In a huge move, sure to send tidal wave sized ripples through the iGaming world, Evolution Gaming has made a bid to take over industry titans NetEnt. The deal follows hot on the heels of a fairly recent acquisition NetEnt made, buying out Red Tiger Gaming in a deal worth hundreds of millions of Euros. This new conglomerate would create a formidable team, fuelling Evolution’s goal of becoming a leader in online gaming.
The deal comes with some seriously eye-watering figures. Evolution’s offer values NetEnt’s shares at SEK 79.93 (€7.59) each, putting the total value of the deal at SEK 19.6 billion (€1.96 billion). This constitutes a premium on each share of 43%. An offer too good to pass up for NetEnt’s board who unanimously recommended that NetEnt shareholders accept the deal.
The initial stage would see Evolution come into ownership of 90% of the shares. This would lead to a compulsory buy of the remaining shares as laid out in law by the Swedish Companies Act.
An official offer document will be released by Evolution mid-August, while acceptance will need to be made by October 26, 2020. So far, shareholders on both sides have been positive and at this stage little stands in the way of the deal going through.
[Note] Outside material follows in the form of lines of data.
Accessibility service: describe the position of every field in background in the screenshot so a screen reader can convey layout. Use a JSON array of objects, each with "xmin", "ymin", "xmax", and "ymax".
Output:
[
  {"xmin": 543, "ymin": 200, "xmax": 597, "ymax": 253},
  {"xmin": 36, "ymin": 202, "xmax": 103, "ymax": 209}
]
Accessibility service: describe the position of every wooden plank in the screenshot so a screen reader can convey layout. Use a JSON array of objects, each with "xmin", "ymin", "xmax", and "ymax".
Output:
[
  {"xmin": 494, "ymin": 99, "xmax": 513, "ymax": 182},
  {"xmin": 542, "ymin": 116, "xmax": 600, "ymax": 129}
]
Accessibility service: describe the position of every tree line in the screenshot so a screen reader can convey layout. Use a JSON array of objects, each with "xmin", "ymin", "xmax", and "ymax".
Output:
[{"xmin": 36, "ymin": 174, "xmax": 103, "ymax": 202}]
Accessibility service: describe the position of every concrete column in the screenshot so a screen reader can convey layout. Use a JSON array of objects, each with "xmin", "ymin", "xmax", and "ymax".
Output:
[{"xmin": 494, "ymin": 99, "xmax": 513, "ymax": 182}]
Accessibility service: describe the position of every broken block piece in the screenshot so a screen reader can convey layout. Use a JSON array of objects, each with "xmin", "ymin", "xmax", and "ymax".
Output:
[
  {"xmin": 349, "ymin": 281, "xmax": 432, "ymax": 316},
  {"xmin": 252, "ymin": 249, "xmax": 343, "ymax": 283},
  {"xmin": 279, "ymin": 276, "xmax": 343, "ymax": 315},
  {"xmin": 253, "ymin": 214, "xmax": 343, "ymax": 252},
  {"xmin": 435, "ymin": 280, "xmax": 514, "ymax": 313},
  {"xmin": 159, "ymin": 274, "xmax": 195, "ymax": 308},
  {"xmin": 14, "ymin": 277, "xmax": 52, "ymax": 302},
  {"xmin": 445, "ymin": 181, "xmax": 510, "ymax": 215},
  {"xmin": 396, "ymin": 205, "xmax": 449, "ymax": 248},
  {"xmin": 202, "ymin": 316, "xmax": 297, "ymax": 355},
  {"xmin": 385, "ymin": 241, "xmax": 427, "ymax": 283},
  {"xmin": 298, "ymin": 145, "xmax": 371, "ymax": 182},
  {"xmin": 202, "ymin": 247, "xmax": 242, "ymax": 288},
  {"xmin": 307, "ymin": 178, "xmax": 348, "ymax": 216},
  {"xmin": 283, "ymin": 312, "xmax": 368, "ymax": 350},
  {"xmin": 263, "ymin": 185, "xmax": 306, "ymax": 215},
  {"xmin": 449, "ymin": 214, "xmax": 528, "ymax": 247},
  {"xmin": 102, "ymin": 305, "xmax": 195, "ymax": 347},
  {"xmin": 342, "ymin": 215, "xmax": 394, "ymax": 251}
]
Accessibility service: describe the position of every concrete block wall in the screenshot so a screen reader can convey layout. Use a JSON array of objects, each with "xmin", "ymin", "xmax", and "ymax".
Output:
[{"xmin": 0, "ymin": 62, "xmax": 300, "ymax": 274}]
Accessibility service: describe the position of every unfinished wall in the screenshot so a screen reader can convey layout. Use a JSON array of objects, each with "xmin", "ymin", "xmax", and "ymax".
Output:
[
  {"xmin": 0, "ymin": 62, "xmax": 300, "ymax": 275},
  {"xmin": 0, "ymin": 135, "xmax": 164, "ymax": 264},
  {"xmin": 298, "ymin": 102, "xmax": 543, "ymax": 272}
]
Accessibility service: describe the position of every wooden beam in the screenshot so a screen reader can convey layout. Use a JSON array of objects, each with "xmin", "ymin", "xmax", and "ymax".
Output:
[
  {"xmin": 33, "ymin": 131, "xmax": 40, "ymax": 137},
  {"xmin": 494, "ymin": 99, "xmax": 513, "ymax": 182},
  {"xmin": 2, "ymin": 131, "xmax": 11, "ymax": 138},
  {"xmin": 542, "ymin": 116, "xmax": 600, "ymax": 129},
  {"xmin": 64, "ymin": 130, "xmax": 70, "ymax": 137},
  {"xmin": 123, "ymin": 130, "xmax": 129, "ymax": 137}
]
So why the offer? The Evolution/NetEnt/Red Tiger combo is predicated to cut annual costs by as much as €30 million for one. Second, the combined portfolio of games will include some of the best live gaming, with some of the finest slots online. Evolution is one of the few live gaming companies to hold an eCOGRA certificate, and along with NetEnt/Red Tiger slots, will radically drive the digitalise of the casino industry.
Jens von Bahr, Chairman of Evolution, said that the deal is: ‘…a significant step towards Evolution’s long-term vision of becoming the global market leader in the online casino industry. The combination of Evolution’s strong offering in Live Casino with NetEnt’s leading position in online slots will result in a world-class portfolio of online games that will enable us to serve a growing customer base.’
Mathias Hedlund, Chairman of NetEnt, was also positive: ’Through this transaction, a new chapter in the development of more entertaining online casino begins, in the best interest of players, operators, employees and shareholders.’
Combining forces is predicted to dramatically improve cross-selling/upselling opportunities, tap into each other’s customer basis to widen markets. The merge opens up new sections of the world, streamlining distribution, enhancing customer and players’ experience.
The deal is evidence of a sharp eye on the long term, particularly the penetration of the lucrative US gambling scene. Evolution presently has a Live Casino operation in New Jersey while planning an expansion in Michigan and Pennsylvania. Combine this with NetEnt’s already positive presence in the US, and the deal has the potential to blow the doors wide open on the huge market.
On this, Bahr stated: ‘NetEnt’s established US positioning combined with Evolution’s existing US studios, and first-to-regulated-market strategy will put us in a favourable position to capitalise on the on-going regulation in North America.’
Mathias is in agreement: ‘With this deal, there are unique possibilities to shape a leading global B2B provider of online casino, taking advantage of the market development with continued digitalisation and strong growth, especially in North America. Evolution’s position within Live Casino combined with NetEnt’s position within online slots will create a company well-positioned to take significant market shares.’
Should the deal go through, and there are no apparent reasons why it will not, Evolution are set to become a dominant force in the online gaming industry. When NetEnt bought out Red Tiger, speculation over possible collaborations were rife. Now that Evolution is adding themselves to the mix, what can we expect in the future? Anyone taking bets on Starburst Megaways Live, streamed from a New Jersey studio?